Евгений Борисович Фёдоров (р. 1929), писатель-лагерник, специалист по информатике, автор эпического произведения «Бунт»
_________________________
_____________
Виктория Швейцер
– А с Шаламовым он [Михаил Николаев, автор книги «Детдом» – прим. составителя] был знаком?
– Да, мы были знакомы с Варламом Тихоновичем и очень его любили. Мы встречались у Надежды Яковлевны Мандельштам, он приходил к ней два раза в неделю. Варлам Тихонович был человек совершенно замечательный, необыкновенный, странный... Одна из его странностей – они очень были дружны с Надеждой Яковлевной, у него в ее доме даже были свои тапочки; но в один прекрасный день они принципиально поссорились.
– Почему?
– Я не хочу об этом рассказывать. Между ними возникло принципиальное расхождение. И уходя он сказал: «Надежда Яковлевна, я к вам больше не приду». Она абсолютно не восприняла это всерьез. А он действительно больше ни разу не пришел. И я считаю, что если бы этого не случилось, многое в его жизни пошло бы совершенно по-другому.
«Виктория Швейцер в Доме-музее Цветаевой», из интервью, 2008, в блоге Николая Гладких http://gladkeeh.livejournal.com/99018.html
Виктория Александровна Швейцер (род. 1932), литературовед, текстолог, биограф Цветаевой
_________________________
_____________
Юлий Шрейдер
«В. Шаламову удалось выжить и не сломаться. На прямой мой вопрос, как это ему удалось, он ответил: «Никакого секрета нет, сломаться может каждый».[...]
Моя переписка с В. Шаламовым возникла как продолжение наших бесед о литературе. Последняя для него отнюдь не была чем-то отделенным от жизни. Скорее наоборот, литературный процесс и был для него (по крайней мере в период нашего общения) подлинной жизнью, а все остальное лишь необходимым жизнеобеспечением, к которому он предъявлял самые минимальные требования. Об этом свидетельствовал и сам образ его жизни, в котором все было посвящено гарантированию пригодных для него условий работы: никаких усилий ради минимального комфорта в еде, одежде или обстановке, никаких ненужных для работы или рабочего состояния встреч, никаких вне литературных целей.
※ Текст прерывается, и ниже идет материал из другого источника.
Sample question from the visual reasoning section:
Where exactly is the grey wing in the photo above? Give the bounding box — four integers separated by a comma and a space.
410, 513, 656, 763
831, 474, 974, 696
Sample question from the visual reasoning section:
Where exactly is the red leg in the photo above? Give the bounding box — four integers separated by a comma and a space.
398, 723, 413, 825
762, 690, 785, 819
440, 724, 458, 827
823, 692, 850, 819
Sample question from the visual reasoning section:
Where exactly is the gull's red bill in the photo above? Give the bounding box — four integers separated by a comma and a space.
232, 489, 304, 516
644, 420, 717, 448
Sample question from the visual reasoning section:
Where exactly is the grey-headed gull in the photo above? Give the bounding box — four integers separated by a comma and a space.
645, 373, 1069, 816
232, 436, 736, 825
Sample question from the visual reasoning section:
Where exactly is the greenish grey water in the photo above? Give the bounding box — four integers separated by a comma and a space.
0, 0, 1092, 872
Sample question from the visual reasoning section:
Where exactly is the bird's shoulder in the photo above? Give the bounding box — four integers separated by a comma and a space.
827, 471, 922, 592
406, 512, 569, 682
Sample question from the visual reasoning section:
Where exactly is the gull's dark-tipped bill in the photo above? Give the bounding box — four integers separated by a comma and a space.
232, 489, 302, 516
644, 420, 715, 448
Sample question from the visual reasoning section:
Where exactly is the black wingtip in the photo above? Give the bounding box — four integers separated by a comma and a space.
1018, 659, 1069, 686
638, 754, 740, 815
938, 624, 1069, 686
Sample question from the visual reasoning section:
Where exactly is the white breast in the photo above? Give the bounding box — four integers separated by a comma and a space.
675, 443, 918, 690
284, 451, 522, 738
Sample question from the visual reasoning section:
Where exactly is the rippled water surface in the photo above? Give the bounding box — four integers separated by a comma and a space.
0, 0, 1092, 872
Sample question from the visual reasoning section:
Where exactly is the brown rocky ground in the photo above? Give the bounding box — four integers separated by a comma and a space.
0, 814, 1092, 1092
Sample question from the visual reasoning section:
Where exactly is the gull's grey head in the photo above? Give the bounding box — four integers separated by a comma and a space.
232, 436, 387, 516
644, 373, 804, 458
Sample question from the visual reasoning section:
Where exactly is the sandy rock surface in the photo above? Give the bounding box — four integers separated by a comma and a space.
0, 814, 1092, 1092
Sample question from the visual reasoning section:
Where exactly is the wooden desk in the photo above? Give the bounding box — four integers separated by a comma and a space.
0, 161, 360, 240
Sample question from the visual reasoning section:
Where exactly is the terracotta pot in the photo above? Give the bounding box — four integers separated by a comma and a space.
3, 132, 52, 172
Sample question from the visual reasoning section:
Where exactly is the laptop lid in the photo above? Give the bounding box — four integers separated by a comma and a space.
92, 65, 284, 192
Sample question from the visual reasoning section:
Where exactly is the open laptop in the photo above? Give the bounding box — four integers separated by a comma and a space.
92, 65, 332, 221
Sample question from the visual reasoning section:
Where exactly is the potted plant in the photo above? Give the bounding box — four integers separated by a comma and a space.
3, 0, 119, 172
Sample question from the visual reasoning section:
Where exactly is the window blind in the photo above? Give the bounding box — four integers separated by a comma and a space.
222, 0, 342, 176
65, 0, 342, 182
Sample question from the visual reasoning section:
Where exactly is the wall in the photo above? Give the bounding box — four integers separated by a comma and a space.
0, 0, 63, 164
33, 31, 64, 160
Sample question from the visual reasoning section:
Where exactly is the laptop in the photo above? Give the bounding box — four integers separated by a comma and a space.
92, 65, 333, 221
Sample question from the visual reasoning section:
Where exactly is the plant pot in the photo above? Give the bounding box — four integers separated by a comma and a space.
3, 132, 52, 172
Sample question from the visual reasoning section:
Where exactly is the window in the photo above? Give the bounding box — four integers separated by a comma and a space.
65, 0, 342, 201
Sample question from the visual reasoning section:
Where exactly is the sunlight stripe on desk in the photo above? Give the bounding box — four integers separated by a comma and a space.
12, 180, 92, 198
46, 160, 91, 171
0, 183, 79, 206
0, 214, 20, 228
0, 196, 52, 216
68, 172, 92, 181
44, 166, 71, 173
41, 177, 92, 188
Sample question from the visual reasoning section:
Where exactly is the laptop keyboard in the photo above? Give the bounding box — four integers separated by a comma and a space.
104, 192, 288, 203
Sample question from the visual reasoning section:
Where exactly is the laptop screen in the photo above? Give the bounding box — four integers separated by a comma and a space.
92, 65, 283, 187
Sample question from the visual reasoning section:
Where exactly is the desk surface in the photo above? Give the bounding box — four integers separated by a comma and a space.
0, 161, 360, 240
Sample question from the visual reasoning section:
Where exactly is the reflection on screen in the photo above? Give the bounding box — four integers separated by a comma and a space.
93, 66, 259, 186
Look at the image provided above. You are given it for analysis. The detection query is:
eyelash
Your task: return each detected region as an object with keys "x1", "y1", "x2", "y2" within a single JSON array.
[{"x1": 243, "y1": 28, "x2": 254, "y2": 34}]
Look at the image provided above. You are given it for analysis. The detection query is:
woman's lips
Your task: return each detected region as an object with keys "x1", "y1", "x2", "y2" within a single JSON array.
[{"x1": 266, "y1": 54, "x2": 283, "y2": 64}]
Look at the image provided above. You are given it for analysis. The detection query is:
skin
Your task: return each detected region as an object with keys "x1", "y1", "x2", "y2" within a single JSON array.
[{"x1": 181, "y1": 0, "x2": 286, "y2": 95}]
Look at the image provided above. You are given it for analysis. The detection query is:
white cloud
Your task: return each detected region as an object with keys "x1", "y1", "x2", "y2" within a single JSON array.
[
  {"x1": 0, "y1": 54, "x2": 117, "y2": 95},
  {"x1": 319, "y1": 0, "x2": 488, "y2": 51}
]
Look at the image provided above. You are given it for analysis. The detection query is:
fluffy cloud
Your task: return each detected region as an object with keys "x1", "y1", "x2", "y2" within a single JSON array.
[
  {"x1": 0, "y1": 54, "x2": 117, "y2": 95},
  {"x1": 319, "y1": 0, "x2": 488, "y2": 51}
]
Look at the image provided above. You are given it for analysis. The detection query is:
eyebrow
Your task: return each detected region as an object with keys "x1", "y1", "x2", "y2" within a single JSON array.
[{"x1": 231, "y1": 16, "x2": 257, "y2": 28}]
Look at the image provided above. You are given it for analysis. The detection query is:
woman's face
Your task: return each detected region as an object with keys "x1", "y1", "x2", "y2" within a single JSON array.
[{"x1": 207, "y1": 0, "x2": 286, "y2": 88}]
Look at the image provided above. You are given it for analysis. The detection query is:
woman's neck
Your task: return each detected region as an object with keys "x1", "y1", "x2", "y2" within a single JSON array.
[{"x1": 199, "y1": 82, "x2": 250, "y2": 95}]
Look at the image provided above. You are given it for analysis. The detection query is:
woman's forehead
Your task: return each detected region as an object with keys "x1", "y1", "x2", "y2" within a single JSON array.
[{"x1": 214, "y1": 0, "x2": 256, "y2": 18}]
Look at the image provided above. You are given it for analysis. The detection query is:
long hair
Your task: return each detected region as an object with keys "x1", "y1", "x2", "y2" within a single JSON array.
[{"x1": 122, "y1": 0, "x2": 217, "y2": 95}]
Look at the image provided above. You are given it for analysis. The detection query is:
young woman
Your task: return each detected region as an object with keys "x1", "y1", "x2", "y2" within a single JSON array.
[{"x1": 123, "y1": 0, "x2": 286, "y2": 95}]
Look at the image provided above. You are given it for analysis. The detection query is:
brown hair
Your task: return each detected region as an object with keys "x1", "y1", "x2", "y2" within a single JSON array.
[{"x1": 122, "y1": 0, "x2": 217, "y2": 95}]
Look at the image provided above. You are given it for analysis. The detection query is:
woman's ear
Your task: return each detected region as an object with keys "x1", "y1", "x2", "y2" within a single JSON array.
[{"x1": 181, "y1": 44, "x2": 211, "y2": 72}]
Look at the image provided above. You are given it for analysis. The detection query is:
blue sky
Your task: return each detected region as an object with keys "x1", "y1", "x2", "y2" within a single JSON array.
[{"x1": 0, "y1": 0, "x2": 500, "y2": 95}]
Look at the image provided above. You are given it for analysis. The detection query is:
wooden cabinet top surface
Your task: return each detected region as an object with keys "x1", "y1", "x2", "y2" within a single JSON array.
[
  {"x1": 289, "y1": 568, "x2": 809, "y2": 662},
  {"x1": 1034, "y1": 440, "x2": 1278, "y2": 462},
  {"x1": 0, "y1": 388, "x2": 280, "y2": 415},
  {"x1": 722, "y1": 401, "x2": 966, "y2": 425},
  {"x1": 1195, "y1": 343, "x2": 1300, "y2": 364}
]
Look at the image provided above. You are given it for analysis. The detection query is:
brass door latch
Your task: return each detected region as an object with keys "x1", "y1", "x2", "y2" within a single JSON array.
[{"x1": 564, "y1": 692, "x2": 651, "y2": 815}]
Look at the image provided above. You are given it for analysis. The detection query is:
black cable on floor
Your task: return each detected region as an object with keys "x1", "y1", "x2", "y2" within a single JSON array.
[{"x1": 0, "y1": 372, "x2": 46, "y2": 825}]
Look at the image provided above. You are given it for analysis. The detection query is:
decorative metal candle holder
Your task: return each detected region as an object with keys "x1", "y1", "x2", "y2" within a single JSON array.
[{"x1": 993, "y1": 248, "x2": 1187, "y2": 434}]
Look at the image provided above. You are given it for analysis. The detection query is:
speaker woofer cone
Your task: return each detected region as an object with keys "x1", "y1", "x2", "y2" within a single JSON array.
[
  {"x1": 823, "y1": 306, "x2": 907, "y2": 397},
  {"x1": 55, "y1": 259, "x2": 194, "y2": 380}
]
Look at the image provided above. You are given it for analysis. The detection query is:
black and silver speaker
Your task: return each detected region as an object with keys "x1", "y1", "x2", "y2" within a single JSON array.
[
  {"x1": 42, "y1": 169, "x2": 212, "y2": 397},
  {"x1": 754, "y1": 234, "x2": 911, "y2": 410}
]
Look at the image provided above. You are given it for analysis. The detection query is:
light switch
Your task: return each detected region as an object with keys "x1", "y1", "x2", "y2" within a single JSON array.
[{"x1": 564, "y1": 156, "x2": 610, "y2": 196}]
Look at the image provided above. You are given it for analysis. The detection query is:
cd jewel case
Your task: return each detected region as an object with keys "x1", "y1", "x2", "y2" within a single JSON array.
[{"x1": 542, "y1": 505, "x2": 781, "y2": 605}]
Предельно аскетичный образ жизни был вызван не только отсутствием материальных средств (в конце концов, есть роскошь бедняков), но и внутренней установкой на полную независимость от жизненных обстоятельств. Даже человеческие привязанности были, как мне кажется, для него непозволительной роскошью, дополнительной данью земной суете. Он не привязывался к людям, но допускал к себе тех, кто не нарушал его жизненного (или, что то же, творческого) ритма. Это был акт величайшего доверия с его стороны, хотя я не могу сказать, что он не нуждался в человеческом общении. Он просто боялся хоть как-то поступиться своей независимостью, ощущением точности собственного восприятия действительности, которое не должно было подвергаться помехам чьих-то суждений или представлений. Ведь на этих представлениях всегда сказывается давление каких-то стереотипов, канонов, готовых схем. Шаламов точно выразил свое убеждение в необходимости опираться прежде всего на собственные способности воспринимать действительность: «Смотря на себя как на инструмент познания мира, как совершенный из совершенных приборов, я прожил свою жизнь, целиком доверяя личному ощущению, лишь бы это ощущение захватило тебя целиком. Что бы ты в этот момент ни сказал – тут не будет ошибки».